Pope Francis has for the first time publicly acknowledged the scandal of priests and bishops sexually abusing nuns, and says he is committed to doing more to fight the problem.
He said the Church was attempting to address the problem but said it was “still going on”.
“It is true … there have been priests and even bishops who have done this. I think it is still going on because something does not stop just because you have become aware of it,” he said, according to the Associated Press.
“We have been working on this for a long time. We have suspended some priests because of this.”
The Pope made the comments in response to questions about an article that appeared last week in a Vatican monthly magazine about the abuse of nuns in the church.
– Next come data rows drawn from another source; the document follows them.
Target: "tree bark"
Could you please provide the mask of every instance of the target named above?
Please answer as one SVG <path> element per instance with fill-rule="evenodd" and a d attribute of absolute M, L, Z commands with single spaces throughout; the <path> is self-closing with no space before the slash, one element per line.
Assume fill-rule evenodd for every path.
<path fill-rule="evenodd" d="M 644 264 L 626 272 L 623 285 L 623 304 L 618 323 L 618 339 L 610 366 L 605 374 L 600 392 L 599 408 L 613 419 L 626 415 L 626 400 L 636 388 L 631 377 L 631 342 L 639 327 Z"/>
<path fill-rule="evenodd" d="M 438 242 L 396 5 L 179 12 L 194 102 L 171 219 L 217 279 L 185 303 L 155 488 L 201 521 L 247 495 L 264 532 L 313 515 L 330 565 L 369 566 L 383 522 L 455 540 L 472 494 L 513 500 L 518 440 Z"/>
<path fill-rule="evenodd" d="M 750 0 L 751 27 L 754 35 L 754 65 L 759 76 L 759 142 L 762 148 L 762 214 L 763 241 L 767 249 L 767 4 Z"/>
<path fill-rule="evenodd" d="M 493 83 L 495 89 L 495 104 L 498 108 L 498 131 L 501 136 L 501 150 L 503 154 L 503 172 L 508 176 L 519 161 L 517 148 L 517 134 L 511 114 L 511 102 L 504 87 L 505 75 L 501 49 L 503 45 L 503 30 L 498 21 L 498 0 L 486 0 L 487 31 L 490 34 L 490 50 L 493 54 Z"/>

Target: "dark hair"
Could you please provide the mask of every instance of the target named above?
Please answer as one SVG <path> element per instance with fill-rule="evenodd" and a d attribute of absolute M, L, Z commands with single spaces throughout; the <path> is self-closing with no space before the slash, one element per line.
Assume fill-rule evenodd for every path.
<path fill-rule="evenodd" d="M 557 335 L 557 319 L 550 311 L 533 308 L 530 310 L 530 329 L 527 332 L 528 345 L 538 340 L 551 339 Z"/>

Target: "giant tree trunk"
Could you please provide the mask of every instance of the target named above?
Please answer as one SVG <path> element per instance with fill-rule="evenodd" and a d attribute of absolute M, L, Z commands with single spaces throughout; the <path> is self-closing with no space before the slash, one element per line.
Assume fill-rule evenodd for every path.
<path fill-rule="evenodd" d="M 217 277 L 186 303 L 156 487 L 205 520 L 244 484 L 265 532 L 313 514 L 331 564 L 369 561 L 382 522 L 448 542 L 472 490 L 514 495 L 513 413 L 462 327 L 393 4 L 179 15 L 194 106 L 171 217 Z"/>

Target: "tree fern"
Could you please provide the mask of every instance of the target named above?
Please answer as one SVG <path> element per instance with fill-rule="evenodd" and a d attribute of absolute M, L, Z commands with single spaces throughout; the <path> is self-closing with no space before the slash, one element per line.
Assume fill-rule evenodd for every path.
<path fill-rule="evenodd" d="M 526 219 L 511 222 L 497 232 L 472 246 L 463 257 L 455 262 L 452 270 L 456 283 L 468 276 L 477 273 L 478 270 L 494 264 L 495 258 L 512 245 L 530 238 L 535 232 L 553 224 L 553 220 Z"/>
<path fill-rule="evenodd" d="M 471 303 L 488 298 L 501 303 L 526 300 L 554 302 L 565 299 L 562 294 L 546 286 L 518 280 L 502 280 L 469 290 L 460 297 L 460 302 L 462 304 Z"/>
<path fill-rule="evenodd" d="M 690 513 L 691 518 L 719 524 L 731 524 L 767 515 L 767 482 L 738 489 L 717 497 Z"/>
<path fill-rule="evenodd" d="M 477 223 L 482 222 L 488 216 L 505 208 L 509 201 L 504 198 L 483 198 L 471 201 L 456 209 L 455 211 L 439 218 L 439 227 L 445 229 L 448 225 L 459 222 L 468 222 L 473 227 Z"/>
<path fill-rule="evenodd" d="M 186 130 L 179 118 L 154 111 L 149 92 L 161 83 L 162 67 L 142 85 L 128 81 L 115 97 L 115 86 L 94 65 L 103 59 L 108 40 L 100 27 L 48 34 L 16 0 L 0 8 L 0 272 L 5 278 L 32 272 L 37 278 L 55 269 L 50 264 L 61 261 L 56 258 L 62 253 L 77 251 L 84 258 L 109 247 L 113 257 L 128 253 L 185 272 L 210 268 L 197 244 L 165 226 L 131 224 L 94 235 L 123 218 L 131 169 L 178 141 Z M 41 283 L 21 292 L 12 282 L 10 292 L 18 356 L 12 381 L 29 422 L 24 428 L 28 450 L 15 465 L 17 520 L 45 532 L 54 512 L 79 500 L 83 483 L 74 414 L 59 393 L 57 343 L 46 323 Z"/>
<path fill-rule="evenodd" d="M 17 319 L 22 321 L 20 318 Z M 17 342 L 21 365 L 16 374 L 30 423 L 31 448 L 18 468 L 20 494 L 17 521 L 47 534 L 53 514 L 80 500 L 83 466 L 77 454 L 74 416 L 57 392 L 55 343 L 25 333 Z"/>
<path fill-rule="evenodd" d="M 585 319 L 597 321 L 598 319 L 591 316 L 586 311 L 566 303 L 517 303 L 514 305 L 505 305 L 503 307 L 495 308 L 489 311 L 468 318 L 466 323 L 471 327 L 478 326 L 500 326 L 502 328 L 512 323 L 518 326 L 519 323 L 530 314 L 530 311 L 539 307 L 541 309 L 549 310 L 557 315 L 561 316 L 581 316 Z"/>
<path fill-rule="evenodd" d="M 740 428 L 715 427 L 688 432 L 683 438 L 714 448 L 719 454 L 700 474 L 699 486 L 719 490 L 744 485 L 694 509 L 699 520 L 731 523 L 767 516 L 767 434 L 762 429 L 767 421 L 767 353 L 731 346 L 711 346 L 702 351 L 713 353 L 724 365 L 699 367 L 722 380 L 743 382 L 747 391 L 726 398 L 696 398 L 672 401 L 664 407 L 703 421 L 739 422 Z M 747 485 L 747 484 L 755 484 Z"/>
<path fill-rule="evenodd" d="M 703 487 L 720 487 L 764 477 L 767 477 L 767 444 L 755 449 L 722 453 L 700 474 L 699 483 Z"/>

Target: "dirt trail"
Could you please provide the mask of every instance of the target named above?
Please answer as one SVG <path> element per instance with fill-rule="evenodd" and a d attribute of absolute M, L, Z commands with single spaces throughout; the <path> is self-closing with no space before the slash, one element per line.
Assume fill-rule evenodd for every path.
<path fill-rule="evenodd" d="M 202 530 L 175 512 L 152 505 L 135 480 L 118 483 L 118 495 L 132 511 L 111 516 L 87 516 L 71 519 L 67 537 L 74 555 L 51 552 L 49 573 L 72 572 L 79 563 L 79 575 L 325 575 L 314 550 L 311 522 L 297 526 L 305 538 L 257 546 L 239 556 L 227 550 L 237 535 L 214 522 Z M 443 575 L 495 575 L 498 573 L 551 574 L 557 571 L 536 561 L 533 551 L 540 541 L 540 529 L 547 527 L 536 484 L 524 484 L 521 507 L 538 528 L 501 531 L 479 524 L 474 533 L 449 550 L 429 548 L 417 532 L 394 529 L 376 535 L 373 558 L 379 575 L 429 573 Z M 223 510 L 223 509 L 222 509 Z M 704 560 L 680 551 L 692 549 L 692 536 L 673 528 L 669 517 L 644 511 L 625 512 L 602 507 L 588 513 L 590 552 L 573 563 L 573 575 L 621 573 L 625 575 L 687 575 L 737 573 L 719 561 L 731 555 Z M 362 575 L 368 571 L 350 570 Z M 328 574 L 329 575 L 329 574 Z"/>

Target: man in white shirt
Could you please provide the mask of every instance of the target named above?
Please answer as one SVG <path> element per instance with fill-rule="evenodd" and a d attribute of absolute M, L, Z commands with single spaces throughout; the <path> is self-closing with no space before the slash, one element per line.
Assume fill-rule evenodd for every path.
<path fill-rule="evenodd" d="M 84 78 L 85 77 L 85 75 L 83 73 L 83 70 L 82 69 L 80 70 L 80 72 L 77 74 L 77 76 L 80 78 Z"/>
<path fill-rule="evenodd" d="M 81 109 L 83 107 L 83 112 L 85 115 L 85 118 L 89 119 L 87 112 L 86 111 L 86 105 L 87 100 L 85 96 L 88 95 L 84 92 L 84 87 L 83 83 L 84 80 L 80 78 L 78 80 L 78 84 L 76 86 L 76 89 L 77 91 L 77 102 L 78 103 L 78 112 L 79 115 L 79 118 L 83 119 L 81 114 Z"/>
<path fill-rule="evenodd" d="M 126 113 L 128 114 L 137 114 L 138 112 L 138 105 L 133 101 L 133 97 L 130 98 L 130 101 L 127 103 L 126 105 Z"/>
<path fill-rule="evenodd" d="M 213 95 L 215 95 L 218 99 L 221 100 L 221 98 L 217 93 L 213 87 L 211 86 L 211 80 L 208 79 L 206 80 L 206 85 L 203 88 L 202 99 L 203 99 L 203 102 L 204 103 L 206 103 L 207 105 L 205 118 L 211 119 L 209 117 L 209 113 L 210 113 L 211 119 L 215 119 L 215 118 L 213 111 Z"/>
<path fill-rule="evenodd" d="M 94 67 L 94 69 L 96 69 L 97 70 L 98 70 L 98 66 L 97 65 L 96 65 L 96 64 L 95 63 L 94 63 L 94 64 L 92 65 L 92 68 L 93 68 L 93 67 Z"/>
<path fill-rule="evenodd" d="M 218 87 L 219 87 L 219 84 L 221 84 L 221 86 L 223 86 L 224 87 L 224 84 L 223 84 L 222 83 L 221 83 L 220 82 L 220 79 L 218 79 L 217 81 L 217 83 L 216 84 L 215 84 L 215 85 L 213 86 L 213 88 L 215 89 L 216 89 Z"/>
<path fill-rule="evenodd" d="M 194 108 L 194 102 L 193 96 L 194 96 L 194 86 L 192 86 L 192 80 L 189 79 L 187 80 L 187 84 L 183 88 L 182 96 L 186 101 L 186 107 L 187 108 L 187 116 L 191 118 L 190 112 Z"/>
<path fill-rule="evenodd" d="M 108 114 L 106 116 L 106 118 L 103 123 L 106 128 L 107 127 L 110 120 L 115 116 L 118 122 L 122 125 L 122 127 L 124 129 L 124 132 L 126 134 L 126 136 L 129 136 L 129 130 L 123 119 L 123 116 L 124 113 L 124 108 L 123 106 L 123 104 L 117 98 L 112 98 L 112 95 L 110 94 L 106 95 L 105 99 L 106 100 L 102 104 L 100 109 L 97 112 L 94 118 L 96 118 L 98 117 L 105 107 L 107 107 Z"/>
“Should we do something more? Yes. Is there the will? Yes. But it’s a path that we have already begun,” he said while returning home from the United Arab Emirates.
“It’s not that everyone does this, but there have been priests and bishops who have,” he added.
The issue has come to the fore amid the Catholic Church’s overall reckoning with the sexual abuse of minors and the #MeToo-inspired acknowledgement that adults can be victims of abuse whenever there is an imbalance of power in a relationship.
“Pope Benedict had the courage to dissolve a female congregation which was at a certain level, because this slavery of women had entered it – slavery, even to the point of sexual slavery – on the part of clerics or the founder.”
Alessandro Gisotti of the Vatican press office later told CBS News that the order in question had been based in France.
Pope Francis said sexual abuse of nuns was an ongoing problem but happened largely in “certain congregations, predominantly new ones”.
Last November, the Catholic Church’s global organisation for nuns denounced the “culture of silence and secrecy” that prevented them from speaking out.
Just days ago the Vatican’s women’s magazine, Women Church World, condemned the abuse, saying in some cases nuns were forced to abort priests’ children – something Catholicism forbids.
The magazine said the #MeToo movement meant more women were now coming forward with their stories.